我的网站名称为https://www.grohe.com/in 在那个页面我想得到一种类型的浴室龙头https://www.grohe.com/in/25796/bathroom/bathroom-faucets/grandera/ 在那个页面中有多个产品/相关产品。我想得到每个产品的网址并废弃数据。因为我这样写的......
我的items.py文件看起来像
from scrapy.item import Item, Field
class ScrapytestprojectItem(Item):
producturl=Field()
imageurl=Field()
description=Field()
蜘蛛代码是
import scrapy
from ScrapyTestProject.items import ScrapytestprojectItem
class QuotesSpider(scrapy.Spider):
name = "nestedurl"
allowed_domains = ['www.grohe.com']
start_urls = [
'https://www.grohe.com/in/7780/bathroom/bathroom-faucets/essence/',
]
def parse(self, response):
for divs in response.css('div.viewport div.workspace div.float-box'):
item = {'producturl': divs.css('a::attr(href)').extract(),
'imageurl': divs.css('a img::attr(src)').extract(),
'description' : divs.css('a div.text::text').extract() + divs.css('a span.nowrap::text').extract()}
next_page = response.urljoin(item['producturl'])
yield scrapy.Request(next_page, callback=self.parse, meta={'item': item})
当我经营scrapy时 ** scrapy crawl nestedurl -o nestedurl.csv ** 已创建空文件。 控制台是
2017-02-15 18:03:11 [scrapy] DEBUG: Telnet console listening on 127.0.0.1:6024
2017-02-15 18:03:13 [scrapy] DEBUG: Crawled (200) <GET https://www.grohe.com/in/7780/bathroom/bathroom-faucets/essence/> (referer: None)

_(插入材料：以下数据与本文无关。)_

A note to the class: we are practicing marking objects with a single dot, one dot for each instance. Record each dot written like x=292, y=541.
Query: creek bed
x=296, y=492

2017-02-15 18:03:13 [scrapy] ERROR: Spider error processing <GET https://www.grohe.com/in/7780/bathroom/bathroom-faucets/essence/> (referer: None)
Traceback (most recent call last):
File "/usr/lib/python2.7/dist-packages/scrapy/utils/defer.py", line 102, in iter_errback
yield next(it)
File "/usr/lib/python2.7/dist- packages/scrapy/spidermiddlewares/offsite.py", line 28, in process_spider_output
for x in result:
File "/usr/lib/python2.7/dist- packages/scrapy/spidermiddlewares/referer.py", line 22, in <genexpr>
return (_set_referer(r) for r in result or ())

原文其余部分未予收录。